Neurology News

APOE Carriers Show Higher Risk for Amyloid-Related Imaging Abnormalities

Apolipoprotein E (APOE) genotypes are associated with the risk for amyloid-related imaging abnormalities (ARIA), according to the results of a genome-wide association study (GWAS) published in Neurology.

Previous trials of anti-amyloid monoclonal antibodies have reported an association between APOE e4 carriage and drug-induced ARIA risk, however, no studies have evaluated the rest of the human genome for risk alleles.

Researchers sourced data for this GWAS from the phase 3 ENGAGE (ClinicalTrials.gov Identifier: NCT02477800) and EMERGE (ClinicalTrials.gov Identifier: NCT02484547) trials that assessed aducanumab among patients with mild cognitive impairment (MCI) associated with Alzheimer disease (AD). In this study, the subset of individuals (n=1691; mean age, 70.3; 51% women) who received ³1 dose of aducanumab, had ³1 post-baseline magnetic resonance image (MRI), and had genotyping array data were assessed for ARIA risk. Among the study population, 50% had APOE e3/e4 genotype.

[W]e identified a robust association between genetic variants at the APOE locus and risk of developing aducanumab-related ARIA-E and ARIA-H, with no additional associations observed beyond this region.

The most significant association with ARIA risk was located in the APOE region. When conditioning on APOE, no additional variants reached genome-wide significance.

The association between ARIA and APOE was dose-dependent.
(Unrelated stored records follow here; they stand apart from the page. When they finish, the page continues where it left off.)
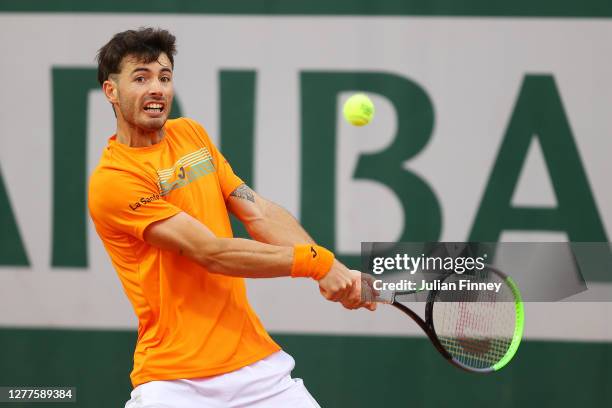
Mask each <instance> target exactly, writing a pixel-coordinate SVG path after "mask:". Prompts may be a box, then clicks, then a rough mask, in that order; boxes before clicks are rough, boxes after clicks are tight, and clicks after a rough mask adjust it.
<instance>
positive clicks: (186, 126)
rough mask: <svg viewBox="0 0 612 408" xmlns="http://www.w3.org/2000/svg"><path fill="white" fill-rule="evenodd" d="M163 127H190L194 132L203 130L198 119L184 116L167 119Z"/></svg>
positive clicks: (173, 128) (169, 128)
mask: <svg viewBox="0 0 612 408" xmlns="http://www.w3.org/2000/svg"><path fill="white" fill-rule="evenodd" d="M165 127H166V129H169V130H180V129H191V130H193V131H196V132H199V131H204V127H203V126H202V125H201V124H200V123H199V122H198V121H196V120H194V119H191V118H186V117H184V116H183V117H180V118H176V119H168V120H167V121H166V124H165ZM204 132H205V131H204Z"/></svg>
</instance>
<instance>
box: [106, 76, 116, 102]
mask: <svg viewBox="0 0 612 408" xmlns="http://www.w3.org/2000/svg"><path fill="white" fill-rule="evenodd" d="M102 91H104V96H106V99H107V100H108V101H109V102H110V103H112V104H115V103H117V102H118V100H119V99H118V94H117V82H116V81H114V80H112V79H107V80H106V81H104V83H103V84H102Z"/></svg>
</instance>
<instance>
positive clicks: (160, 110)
mask: <svg viewBox="0 0 612 408" xmlns="http://www.w3.org/2000/svg"><path fill="white" fill-rule="evenodd" d="M143 110H144V111H145V112H146V113H148V114H149V115H150V116H154V117H155V116H160V115H161V114H162V113H163V112H164V111H165V110H166V106H165V105H164V104H163V103H161V102H149V103H147V104H145V106H144V107H143Z"/></svg>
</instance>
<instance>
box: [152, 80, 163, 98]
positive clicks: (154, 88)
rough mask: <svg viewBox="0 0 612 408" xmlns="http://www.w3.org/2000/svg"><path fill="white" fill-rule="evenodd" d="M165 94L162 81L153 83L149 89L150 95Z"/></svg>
mask: <svg viewBox="0 0 612 408" xmlns="http://www.w3.org/2000/svg"><path fill="white" fill-rule="evenodd" d="M163 94H164V89H163V86H162V83H161V81H160V80H159V79H156V80H154V81H151V86H150V87H149V95H154V96H162V95H163Z"/></svg>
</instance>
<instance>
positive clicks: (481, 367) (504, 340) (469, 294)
mask: <svg viewBox="0 0 612 408" xmlns="http://www.w3.org/2000/svg"><path fill="white" fill-rule="evenodd" d="M460 279H465V278H462V277H461V275H458V276H451V277H450V278H449V279H447V280H446V281H447V282H449V283H450V282H452V281H458V280H460ZM470 281H471V282H484V283H487V282H502V283H503V285H502V287H501V289H500V291H499V292H498V293H495V292H493V291H468V290H453V291H445V292H439V293H438V296H437V298H436V299H435V303H434V305H435V306H434V308H433V314H432V319H433V323H434V328H435V331H436V334H437V336H438V339H439V340H440V343H441V344H442V346H443V347H444V348H445V349H446V350H447V351H448V353H449V354H450V355H451V356H452V357H453V358H454V359H456V360H457V361H458V362H460V363H462V364H464V365H466V366H468V367H472V368H477V369H485V368H490V367H492V366H494V365H495V364H496V363H498V362H499V361H501V360H502V359H503V358H504V356H505V355H506V354H507V352H508V350H509V349H510V345H511V343H512V339H513V335H514V329H515V325H516V307H515V303H514V296H513V294H512V291H511V290H510V288H508V287H507V286H506V285H505V282H504V280H503V278H501V277H499V276H497V275H495V274H483V275H481V276H475V277H474V276H472V277H470Z"/></svg>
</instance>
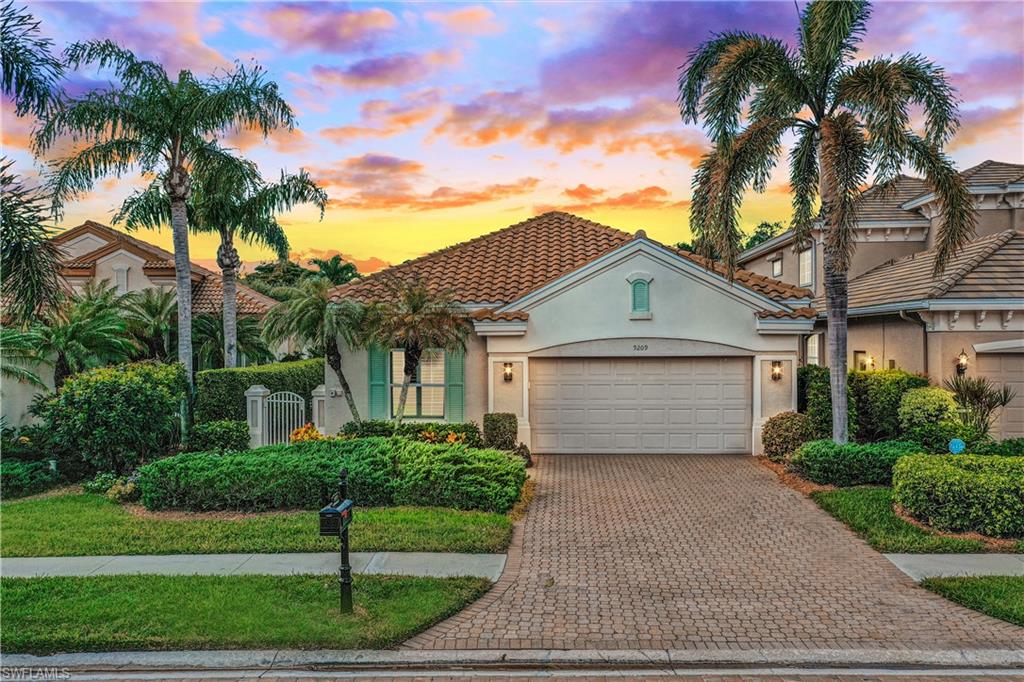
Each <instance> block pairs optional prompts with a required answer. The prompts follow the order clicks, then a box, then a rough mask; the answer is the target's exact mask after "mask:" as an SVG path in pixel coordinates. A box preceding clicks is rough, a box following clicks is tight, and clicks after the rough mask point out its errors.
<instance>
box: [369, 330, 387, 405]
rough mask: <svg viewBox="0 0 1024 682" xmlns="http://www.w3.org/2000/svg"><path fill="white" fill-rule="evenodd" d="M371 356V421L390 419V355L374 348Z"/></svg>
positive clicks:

Risk for ARIA with edema or sulcal effusion (ARIA-E) was associated with APOE e3/e4 (odds ratio [OR], 1.74; P =.0002), APOE e2/e4 (OR, 2.60; P =.01), and APOE e4/e4 (OR, 4.28; P =6.2E-17).

For ARIA with hemorrhage (ARIA-H), significant associations were observed for APOE e3/e4 for ARIA-H with microhemorrhage (OR, 1.46; P =.03) or with superficial siderosis (OR, 3.14; P =3.2E-6) and APOE e4/e4 for ARIA-H with microhemorrhage (OR, 4.58; P =2.9E-14) or with superficial siderosis (OR, 7.84; P =7.8E-15).

Stratified by ARIA severity, compared with control individuals, APOE e3/e4 was associated with risk for:

  • mild (relative risk [RR], 1.55; P =.02) and moderate (RR, 1.53; P =.005) ARIA-E;
  • mild (RR, 2.68; P =.0002) and severe (RR, 4.18; P =.01) ARIA-H with superficial siderosis;
  • APOE e4/e4 with mild (RR, 2.44; P =1.37E-5), moderate (RR, 2.77; P =2.89E-11), and severe (RR, 3.58; P =2.72E-5) ARIA-E;
  • mild (RR, 2.32; P =1.83E-7), moderate (RR, 3.70; P =.001), and severe (RR, 4.79; P =2.38E-6) ARIA-H with microhemorrhage; and
  • mild (RR, 3.57; P =6.76E-6), moderate (RR, 4.76; P =4.05E-6), and severe (RR, 7.32; P =2.06E-5) ARIA-H with superficial siderosis.

Stratified by symptomatic status, relative to control individuals, APOE e3/e4 was associated with:

  • symptomatic (RR, 1.59; P =.03) and asymptomatic (RR, 1.53; P =.001) ARIA-E;
  • asymptomatic ARIA-H with microhemorrhage (RR, 1.38; P =.03);
  • symptomatic (RR, 3.48; P =.04) and asymptomatic (RR, 2.51; P =2.1E-5) ARIA-H with superficial siderosis;
  • APOE e4/e4 with symptomatic (RR, 2.56; P =3.8E-5) and asymptomatic (RR, 2.90; P =2.2E-15) ARIA-E;
  • asymptomatic (RR, 3.55; P =8.3E-5) and symptomatic (RR, 2.72; P =1.7E-11) ARIA-H with microhemorrhage; and
  • symptomatic (RR, 5.14; P =.004) and asymptomatic (RR, 4.69; P =1.2E-13) ARIA-H with superficial siderosis.

Risk for ARIA-E combined with ARIA-H microhemorrhage was associated with

  • APOE e3/e4 (OR, 1.66; P =.02) and e4/e4 (OR, 5.55; P =2.16E-13) and
  • combined with ARIA-H with superficial siderosis with APOE e3/e4 (OR, 3.45; P =6.42E-6) and e4/e4 (OR, 8.90; P =6.75E-14).

“[W]e identified a robust association between genetic variants at the APOE locus and risk of developing aducanumab-related ARIA-E and ARIA-H, with no additional associations observed beyond this region.”

Disclosures: This research was supported by Biogen. Some study authors declared affiliations with biotech, pharmaceutical, and/or device companies. Please see the original reference for a full list of disclosures.